Virginia Race Turns To Chaos Following Cuccinelli’s Rise
One of the marquee races of the post-2012 world is turning out to be a real doozy.
By the end of the business day Wednesday, the 2013 Virginia gubernatorial race descended into total chaos, turning what was already expected to be a high profile contest into fight that could lay bare the Republican Party’s struggles following President Obama’s reelection, with the candidate originally backed by sitting Gov. Bob McDonnell (R) taking on one of the tea party’s brightest stars.
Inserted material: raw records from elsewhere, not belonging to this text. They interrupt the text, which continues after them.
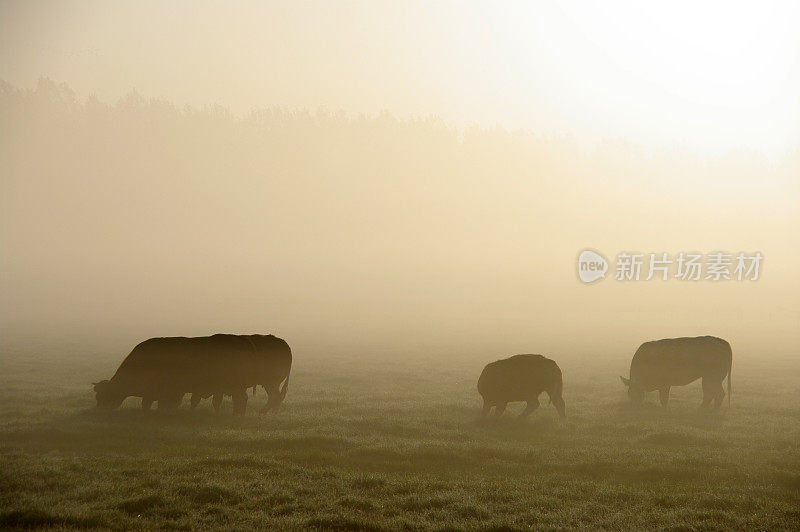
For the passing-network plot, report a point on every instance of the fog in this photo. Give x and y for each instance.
(142, 217)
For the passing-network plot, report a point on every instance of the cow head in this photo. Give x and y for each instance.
(107, 395)
(635, 392)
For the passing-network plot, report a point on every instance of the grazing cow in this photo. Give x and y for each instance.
(520, 378)
(660, 364)
(164, 369)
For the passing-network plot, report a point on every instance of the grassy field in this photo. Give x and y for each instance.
(364, 444)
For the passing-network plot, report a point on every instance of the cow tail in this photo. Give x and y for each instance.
(730, 370)
(285, 386)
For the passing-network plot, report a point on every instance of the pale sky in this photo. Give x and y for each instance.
(708, 76)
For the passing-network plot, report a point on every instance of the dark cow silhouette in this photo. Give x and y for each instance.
(520, 378)
(660, 364)
(165, 369)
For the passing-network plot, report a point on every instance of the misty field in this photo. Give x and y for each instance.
(378, 442)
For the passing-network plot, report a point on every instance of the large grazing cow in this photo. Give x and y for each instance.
(165, 369)
(660, 364)
(520, 378)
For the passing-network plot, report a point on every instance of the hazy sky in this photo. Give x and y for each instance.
(134, 217)
(705, 75)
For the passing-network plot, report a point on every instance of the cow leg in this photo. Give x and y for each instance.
(558, 402)
(663, 394)
(487, 406)
(710, 390)
(718, 398)
(147, 402)
(239, 402)
(216, 401)
(531, 405)
(273, 398)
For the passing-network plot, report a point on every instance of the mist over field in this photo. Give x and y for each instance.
(400, 194)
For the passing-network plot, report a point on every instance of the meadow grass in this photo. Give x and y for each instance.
(362, 443)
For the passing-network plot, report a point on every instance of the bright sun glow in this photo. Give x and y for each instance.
(711, 75)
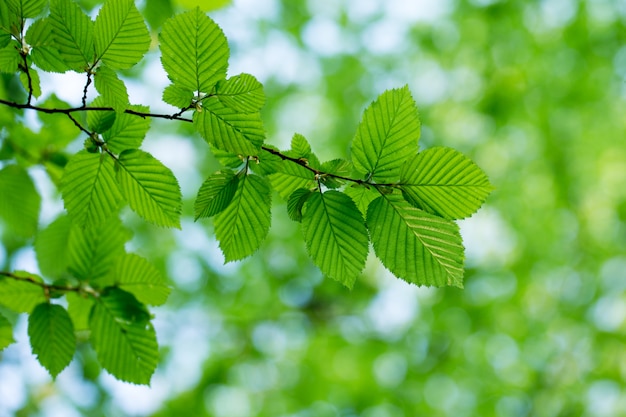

Democrats aren’t letting Republicans have all the fun. Their attempt at drama-free nomination process after 2009’s brutal primary left them battered ran into a snag when an ideological fight threatened to break out.
First, the Republicans. Wednesday began with Lt. Gov. Bill Bolling — the man McDonnell backed to replace him — dropping out of the gubernatorial race after state Attorney General Ken Cuccinelli effectively stacked the deck against him.
Cuccinelli was the favorite for the nomination anyway, thanks to his national profile as a tea party leader and conservative legal mind. But Bolling isn’t going quietly. In separate interviews Wednesday, he both refused to endorse Cuccinelli (Bolling told the Richmond Times-Dispatch he has “serious reservations” about Cuccinelli’s “ability to effectively and responsibly lead the state”) and to rule out running as an independent. Bolling canceled his appearance at an annual state GOP retreat this weekend and refused to quash rumors he’ll run as an independent to the Roanoke Times. “I don’t have any current intentions to run as an independent candidate for governor, but I learned a long time ago in politics that you shouldn’t ever say never,” Bolling said.